Unter der Genrebezeichnung »fiktive Institutionen« stellt die Kunsthistorikerin Theresa Nisters in ihrer Monografie Die fiktive Institution als ästhetische Strategie (2019) vornehmlich solche Rauminstallationen vor, die im Kontext institutionskritischer Arbeiten seit 1968 gezielt als fiktive Museen oder Akademien, also fiktive Kunstinstitutionen, entworfen und gerahmt worden sind, so u. a. die Académie Worosis Giga von Gérard Gasiorowksi, Jörg Immendorffs LIDL-Akademie oder Marcel Broodthaers’ fiktives Anti-Museum Musée d’art Moderne, Departments des Aigles. Die Kunsthistorikerin Regina Wenninger fasst »fiktive Institutionen« unterdessen noch weiter, und zwar als eine »Form der Fiktion im Sinne simulierter Alltagswirklichkeit […], die sich der Nachahmung alltäglicher Organisationsstrukturen und institutioneller Praktiken bedienen« (Wenninger, 2014, S. 485). Referenzbeispiele sind künstlerische Interventionen im öffentlichen Raum wie Ingold Airlines von Res Ingold oder Schlingensiefs Ausländer raus!.63 Während die Beispiele von Nisters dezidiert im Kontext einer künstlerischen Kritik an Ordnungen und Strukturen des Kunstbetriebs zu deuten sind, werden in Wenningers Beispielen gesellschaftliche Institutionen auch über den Kunstkontext hinaus persifliert und zum Gegenstand der Kritik erhoben. Auch für ihre Beispiele fiktiver Institutionen lässt sich die Unentscheidbarkeit zwischen Fiktion und Wirklichkeit als zentrale ästhetische Strategie ausmachen.
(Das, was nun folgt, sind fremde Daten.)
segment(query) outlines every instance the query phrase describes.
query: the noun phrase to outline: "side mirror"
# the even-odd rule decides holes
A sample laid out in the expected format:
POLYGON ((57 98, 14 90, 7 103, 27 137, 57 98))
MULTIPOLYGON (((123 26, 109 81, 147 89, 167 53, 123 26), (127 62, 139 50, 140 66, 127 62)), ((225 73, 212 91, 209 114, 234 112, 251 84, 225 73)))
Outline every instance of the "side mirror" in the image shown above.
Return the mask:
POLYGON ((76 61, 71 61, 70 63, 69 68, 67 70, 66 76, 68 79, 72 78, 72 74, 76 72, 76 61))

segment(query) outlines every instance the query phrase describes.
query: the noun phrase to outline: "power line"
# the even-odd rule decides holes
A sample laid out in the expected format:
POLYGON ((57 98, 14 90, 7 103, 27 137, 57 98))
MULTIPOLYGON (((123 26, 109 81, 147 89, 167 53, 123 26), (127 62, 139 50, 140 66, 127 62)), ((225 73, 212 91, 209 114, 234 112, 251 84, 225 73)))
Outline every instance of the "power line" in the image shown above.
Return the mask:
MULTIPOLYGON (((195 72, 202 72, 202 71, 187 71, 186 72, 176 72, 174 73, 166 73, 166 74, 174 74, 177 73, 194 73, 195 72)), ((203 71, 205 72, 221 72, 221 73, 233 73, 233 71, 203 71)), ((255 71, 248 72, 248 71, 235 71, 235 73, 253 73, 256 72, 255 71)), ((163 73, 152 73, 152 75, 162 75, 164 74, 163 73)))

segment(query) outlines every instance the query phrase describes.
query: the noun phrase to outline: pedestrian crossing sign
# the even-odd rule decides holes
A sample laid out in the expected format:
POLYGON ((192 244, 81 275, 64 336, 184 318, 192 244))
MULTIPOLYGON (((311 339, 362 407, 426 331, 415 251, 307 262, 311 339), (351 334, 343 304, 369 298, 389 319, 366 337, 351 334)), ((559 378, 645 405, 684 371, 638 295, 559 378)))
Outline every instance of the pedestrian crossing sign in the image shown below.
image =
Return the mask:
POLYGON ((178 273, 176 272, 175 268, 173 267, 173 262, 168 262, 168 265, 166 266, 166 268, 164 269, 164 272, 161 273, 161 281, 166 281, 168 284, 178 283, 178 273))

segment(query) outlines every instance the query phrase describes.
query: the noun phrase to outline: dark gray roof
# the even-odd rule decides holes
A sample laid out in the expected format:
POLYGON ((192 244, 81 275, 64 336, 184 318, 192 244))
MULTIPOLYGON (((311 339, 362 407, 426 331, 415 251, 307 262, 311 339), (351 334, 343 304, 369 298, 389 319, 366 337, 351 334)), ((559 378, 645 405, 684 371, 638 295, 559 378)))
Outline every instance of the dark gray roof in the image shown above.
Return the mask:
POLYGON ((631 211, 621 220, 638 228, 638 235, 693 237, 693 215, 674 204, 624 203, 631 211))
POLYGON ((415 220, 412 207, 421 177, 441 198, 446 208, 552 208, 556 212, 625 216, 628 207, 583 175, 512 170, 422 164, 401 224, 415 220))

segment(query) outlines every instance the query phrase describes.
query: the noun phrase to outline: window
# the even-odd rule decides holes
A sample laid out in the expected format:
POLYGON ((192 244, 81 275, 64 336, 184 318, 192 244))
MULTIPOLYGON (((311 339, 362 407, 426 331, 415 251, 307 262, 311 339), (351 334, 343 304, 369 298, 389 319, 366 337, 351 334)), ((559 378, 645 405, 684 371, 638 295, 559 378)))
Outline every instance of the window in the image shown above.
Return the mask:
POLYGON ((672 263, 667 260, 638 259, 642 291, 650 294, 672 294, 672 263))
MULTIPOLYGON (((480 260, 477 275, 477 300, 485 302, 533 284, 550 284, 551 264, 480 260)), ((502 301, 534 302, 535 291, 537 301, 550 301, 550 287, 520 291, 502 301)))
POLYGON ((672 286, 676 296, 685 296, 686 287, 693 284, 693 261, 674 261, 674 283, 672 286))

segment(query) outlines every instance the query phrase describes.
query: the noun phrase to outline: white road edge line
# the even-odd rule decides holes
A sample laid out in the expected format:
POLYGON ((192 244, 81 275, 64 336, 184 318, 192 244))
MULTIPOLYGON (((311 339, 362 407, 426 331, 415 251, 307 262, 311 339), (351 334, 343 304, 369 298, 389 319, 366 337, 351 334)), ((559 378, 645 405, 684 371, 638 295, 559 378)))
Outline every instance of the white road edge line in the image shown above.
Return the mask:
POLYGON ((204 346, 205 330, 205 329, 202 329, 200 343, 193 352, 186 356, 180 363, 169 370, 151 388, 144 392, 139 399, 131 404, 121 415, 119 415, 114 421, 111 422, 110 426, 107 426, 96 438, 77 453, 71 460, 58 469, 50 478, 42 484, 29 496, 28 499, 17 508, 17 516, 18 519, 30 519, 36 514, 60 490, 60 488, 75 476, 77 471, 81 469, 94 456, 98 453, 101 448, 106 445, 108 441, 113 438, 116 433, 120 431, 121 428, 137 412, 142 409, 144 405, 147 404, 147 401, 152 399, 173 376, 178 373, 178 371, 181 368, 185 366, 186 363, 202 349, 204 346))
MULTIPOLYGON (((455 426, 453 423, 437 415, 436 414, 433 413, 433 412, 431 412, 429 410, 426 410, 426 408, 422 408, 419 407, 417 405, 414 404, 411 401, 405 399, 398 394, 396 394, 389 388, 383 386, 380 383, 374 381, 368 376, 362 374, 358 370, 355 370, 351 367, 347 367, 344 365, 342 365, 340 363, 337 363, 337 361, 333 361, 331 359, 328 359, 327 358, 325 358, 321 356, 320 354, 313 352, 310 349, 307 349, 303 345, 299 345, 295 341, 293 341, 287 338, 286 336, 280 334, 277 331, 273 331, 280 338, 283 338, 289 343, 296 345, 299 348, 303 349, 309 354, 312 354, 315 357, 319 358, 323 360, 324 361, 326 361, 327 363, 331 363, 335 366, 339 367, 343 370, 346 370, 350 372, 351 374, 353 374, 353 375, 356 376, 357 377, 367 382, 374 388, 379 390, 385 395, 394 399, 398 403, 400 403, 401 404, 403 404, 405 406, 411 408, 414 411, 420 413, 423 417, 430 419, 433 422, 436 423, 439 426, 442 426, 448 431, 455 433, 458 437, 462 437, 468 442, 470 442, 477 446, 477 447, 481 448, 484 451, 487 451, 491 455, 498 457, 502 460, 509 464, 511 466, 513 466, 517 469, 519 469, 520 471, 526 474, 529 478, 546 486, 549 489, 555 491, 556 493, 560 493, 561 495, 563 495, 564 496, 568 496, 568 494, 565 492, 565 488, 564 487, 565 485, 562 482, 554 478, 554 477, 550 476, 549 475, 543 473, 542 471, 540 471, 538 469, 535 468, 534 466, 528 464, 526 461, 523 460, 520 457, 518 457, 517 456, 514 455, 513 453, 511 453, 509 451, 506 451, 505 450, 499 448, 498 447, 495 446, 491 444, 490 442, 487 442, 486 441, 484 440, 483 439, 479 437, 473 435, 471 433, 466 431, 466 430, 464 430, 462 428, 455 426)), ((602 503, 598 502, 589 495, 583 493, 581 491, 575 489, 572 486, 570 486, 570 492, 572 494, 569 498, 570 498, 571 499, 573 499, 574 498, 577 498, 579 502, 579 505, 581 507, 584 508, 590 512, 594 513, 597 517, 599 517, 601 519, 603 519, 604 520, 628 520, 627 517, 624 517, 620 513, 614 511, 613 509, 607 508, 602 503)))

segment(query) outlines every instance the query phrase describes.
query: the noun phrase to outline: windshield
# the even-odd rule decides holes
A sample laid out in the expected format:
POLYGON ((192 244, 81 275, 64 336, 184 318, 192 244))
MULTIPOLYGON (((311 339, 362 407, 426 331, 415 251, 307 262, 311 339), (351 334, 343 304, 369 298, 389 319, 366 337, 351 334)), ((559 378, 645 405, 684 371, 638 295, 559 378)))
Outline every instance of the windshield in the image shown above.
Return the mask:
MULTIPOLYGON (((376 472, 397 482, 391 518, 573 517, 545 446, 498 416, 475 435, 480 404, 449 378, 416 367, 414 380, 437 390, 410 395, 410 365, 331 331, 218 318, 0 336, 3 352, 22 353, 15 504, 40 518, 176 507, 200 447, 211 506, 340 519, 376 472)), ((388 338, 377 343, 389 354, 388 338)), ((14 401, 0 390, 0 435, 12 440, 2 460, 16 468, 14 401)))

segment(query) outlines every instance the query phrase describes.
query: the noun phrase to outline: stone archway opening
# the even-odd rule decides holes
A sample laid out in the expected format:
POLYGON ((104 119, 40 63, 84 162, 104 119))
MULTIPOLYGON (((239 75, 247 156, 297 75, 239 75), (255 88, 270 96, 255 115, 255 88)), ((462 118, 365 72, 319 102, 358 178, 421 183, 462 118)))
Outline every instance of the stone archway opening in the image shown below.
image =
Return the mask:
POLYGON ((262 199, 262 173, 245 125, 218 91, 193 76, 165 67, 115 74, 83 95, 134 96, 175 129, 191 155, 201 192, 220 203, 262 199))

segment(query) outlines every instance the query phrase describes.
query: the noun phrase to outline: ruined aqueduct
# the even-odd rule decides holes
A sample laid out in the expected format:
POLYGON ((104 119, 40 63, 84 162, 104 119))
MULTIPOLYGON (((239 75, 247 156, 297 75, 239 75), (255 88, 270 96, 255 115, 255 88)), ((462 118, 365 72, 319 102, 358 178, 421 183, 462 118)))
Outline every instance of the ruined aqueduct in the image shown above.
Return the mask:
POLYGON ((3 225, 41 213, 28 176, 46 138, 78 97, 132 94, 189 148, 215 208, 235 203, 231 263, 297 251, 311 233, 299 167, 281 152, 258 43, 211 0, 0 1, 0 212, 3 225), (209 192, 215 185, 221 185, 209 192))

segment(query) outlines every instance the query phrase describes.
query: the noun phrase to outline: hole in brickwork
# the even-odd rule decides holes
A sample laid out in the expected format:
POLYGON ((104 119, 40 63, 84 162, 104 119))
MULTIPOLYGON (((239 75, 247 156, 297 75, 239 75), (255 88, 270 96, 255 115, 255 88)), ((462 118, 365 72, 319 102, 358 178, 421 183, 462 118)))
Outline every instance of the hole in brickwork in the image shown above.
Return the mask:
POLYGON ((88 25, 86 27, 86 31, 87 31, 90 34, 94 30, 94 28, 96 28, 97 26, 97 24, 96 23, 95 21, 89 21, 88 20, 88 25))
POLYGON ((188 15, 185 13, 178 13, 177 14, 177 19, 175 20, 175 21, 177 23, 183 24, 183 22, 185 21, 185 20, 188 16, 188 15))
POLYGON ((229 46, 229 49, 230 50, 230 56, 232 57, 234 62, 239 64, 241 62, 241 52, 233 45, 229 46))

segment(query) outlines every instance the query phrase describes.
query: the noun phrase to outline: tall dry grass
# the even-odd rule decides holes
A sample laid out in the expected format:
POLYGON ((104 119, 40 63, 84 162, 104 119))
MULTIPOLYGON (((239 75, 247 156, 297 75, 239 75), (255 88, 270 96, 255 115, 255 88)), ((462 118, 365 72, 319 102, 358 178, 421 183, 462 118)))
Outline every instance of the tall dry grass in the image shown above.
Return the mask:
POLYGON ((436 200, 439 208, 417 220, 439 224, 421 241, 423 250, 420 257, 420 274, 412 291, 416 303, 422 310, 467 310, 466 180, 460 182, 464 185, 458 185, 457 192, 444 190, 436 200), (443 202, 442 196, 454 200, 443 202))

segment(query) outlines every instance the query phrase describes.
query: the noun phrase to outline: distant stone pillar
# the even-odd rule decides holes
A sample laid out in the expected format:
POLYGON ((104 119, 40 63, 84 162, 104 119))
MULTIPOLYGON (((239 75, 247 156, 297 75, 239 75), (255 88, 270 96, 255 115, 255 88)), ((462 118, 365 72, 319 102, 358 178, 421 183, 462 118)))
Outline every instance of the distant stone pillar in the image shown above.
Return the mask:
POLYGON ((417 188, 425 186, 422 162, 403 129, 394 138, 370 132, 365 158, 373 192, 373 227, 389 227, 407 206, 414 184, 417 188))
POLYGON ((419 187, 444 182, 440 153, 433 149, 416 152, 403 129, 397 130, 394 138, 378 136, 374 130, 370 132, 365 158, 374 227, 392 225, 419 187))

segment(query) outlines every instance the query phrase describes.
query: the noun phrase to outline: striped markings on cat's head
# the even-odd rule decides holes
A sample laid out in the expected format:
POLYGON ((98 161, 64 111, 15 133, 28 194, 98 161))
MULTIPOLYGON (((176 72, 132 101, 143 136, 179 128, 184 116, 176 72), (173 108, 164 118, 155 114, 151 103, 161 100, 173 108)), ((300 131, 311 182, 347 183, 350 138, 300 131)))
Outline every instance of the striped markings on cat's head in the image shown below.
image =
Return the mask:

Die Arbeiten täuschenihre Rezipient*innen bezüglich des Wahrheitsgehaltes und bringen die Wirklichkeit der Weltversionen im Modus des Fingierens (vgl. ebd.) performativ hervor.

Im Unterschied zu den mit Nisters und Wenninger vorgestellten Beispielen fiktiver Institutionen, die mit künstlerischen Mitteln Institutionen erfinden und kreieren, die es so in der Wirklichkeit (noch) nicht gibt, haben wir es bei den meisten gestalteten, fiktiven Institutionen im immersiven Theater mit hyperrealistischen Nachbildungen verschiedener gesellschaftlicher Einrichtungen zu tun, die es nicht gibt, aber geben könnte. Mit Übertreten der Schwelle zum Aufführungsraum werden Zuschauer*innen nicht mehr als Theaterpublikum, sondern als Besucher*innen jener fiktiven Institutionen adressiert. Dabei werden sie durch verschiedene räumliche, narrative, multisensorische, emotionale und handlungsbezogene Strategien in die theatrale Realisierung der zugrunde liegenden Fiktion involviert – und zwar dergestalt, dass sie im Sinne Wenningers gemeinsam mit den Figuren die Alltagswelt der fiktiven Institutionen simulieren.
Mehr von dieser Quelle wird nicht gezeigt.